Facebook and YouTube are in their larval states. AOL Instant Messenger is still extremely popular. Various phones were integrating limited browser functions, but with mobile phones like the RAZR, texting was still the primary form of communication.
It was into this environment that Sony, a company known for being willing to try weird experiments, released a device called the "mylo COM-1"in September of 2006. The name stood for MY Life Online, and it was a little miniature tablet thingie with a slide-out keyboard. It could run a web browser and do email anywhere there was a wifi signal.
Thing is, despite being targeted largely at teens who didn't have cell phones, it had a sort of jellybean Playskool "My First Toy Handheld" look about it and cost $350 at launch. That was a lot of clams for something that looked like a kiddie toy and had a crude 2.4" 320x240 pixel display.

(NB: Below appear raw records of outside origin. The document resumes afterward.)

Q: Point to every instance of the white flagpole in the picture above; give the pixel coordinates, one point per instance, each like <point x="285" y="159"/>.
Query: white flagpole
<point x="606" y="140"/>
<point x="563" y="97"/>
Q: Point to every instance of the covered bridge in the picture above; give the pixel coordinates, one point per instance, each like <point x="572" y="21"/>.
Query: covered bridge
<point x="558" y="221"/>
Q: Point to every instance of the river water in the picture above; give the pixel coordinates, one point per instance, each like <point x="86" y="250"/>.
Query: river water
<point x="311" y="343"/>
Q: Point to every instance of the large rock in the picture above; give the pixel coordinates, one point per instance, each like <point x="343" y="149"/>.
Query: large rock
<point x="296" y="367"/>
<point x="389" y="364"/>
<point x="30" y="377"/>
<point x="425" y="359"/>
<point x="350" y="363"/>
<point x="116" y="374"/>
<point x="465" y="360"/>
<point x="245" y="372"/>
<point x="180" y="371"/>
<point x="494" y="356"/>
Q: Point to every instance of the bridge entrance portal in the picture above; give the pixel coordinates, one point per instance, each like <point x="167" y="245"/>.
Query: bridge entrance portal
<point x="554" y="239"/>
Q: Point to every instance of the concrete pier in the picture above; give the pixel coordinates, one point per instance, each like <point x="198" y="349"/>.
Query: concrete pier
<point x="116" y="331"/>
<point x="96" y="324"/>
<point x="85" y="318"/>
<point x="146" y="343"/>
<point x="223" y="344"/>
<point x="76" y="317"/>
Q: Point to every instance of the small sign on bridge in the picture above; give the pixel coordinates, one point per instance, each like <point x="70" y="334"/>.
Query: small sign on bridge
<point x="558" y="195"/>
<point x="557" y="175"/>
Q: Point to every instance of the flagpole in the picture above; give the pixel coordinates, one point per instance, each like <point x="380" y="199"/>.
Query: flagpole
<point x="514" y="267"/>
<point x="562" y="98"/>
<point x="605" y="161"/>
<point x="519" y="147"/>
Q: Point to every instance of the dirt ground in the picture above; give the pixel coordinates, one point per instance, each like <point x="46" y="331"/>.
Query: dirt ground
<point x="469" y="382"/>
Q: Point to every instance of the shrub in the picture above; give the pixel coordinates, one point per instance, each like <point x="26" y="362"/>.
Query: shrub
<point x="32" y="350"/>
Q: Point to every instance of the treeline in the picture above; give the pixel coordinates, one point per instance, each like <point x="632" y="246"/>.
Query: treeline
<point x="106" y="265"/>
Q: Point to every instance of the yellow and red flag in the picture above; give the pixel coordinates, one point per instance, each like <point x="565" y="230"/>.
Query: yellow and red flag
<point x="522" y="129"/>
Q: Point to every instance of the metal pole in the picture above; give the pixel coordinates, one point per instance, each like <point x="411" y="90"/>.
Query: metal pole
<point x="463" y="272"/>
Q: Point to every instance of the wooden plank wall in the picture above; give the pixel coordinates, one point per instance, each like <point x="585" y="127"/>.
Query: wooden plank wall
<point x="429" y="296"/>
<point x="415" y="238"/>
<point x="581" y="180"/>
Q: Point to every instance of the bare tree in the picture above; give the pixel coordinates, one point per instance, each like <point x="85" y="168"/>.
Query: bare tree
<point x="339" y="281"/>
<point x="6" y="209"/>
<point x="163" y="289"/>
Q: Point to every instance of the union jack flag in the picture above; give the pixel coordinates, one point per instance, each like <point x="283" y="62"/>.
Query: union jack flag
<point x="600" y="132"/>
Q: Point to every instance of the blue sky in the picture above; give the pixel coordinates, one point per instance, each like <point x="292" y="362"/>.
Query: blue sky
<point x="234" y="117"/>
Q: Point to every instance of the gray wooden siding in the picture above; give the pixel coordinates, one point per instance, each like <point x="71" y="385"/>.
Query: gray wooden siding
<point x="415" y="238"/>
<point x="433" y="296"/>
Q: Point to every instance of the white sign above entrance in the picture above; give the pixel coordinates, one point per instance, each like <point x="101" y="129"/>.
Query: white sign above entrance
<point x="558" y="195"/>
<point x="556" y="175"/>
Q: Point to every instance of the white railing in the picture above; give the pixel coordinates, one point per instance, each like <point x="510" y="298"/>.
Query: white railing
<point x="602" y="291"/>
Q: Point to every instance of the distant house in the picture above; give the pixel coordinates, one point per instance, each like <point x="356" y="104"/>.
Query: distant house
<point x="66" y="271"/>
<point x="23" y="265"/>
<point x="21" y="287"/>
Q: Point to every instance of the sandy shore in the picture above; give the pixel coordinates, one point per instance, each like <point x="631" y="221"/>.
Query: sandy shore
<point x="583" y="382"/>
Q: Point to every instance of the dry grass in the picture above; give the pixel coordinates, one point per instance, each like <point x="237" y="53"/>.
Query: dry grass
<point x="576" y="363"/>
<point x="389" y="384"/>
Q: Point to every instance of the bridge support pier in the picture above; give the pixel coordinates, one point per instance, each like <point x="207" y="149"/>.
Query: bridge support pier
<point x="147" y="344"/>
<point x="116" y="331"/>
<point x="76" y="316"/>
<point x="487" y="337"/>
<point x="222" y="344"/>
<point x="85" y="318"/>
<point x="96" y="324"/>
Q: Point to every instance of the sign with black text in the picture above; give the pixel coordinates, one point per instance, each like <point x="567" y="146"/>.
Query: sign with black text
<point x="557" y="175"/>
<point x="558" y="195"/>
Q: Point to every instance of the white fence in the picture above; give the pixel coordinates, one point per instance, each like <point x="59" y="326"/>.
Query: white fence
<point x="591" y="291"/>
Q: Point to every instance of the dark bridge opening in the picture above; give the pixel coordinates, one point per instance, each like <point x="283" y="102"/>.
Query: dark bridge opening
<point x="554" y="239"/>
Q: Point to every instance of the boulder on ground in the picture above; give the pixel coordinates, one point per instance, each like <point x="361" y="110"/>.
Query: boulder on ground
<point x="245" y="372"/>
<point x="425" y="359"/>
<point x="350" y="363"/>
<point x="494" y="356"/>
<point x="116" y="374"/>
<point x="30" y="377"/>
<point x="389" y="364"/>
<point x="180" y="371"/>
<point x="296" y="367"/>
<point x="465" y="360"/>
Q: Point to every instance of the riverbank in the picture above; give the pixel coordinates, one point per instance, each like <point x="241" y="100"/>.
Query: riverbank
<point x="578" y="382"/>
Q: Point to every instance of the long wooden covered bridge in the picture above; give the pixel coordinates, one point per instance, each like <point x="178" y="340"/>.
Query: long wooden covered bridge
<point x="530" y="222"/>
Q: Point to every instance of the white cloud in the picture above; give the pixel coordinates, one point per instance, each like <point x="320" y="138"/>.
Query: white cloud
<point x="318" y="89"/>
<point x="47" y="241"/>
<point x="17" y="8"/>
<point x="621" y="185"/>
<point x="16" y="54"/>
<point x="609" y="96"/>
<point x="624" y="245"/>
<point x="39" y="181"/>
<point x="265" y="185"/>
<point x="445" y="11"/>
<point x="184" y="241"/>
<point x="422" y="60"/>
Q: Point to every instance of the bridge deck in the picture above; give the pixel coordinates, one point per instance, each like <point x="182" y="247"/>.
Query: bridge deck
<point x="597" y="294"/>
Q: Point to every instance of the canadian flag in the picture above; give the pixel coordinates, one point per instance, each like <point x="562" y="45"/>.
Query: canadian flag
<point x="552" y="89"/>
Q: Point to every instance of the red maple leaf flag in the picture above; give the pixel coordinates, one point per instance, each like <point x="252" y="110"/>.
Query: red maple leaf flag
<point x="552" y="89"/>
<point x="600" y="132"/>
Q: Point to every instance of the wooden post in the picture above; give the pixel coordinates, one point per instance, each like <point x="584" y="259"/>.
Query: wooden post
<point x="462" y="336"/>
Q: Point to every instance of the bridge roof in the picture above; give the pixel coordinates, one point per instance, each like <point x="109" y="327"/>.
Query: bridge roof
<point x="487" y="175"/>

So less than a year and a half later, in January of 2008, Sony dropped the "mylo COM-2" on the market. The COM-2 was slicker and more adult-looking, sharing its form factor with the PlayStation Portable.
It had a tack-sharp 3" 640x480 LCD that added touchscreen functionality, and a tethered stylus was included, attached to the neoprene carrying sleeve. They keyboard was improved, and was now backlit. There were menu shortcuts for the most popular communications apps of the day...
The browser now supported Flash for playing YouTube videos and online games. There was a 1.3MP camera on the backside with a convex mirror next to the lens for taking selfies. The desktop could be configured with your most-used apps.
It had its own built-in music and video players, and a photo album. It had a feed reader and built-in games. It could transmit music and pictures to other nearby mylos.
It was really a slick little device...
Thing is, between the launch of the COM-1 and COM-2, it was almost instantly rendered obsolete by the announcement of the iPhone, which could do all of this stuff and then some. Plus, you know, you could use the Apple device to make phone calls.
The COM-2, launched in January for $299 (yes, all that added capability over the COM-1 came with a fifty dollar price cut; Sony could see the writing on the wall) and by the 2008 holiday season was being fire-saled for $199. Slow sales caused it to be quietly discontinued by the end of the following year.
Smartphones and tablets killed a lot of categories: They decimated handheld GPS's and cheap cameras and palmtop computers; they cut deeply into the sales of calculators and handheld games and MP3 players. The one thing they killed that almost nobody remembers is the "smart not-phone", since it was only around for a year or so and sank without a ripple.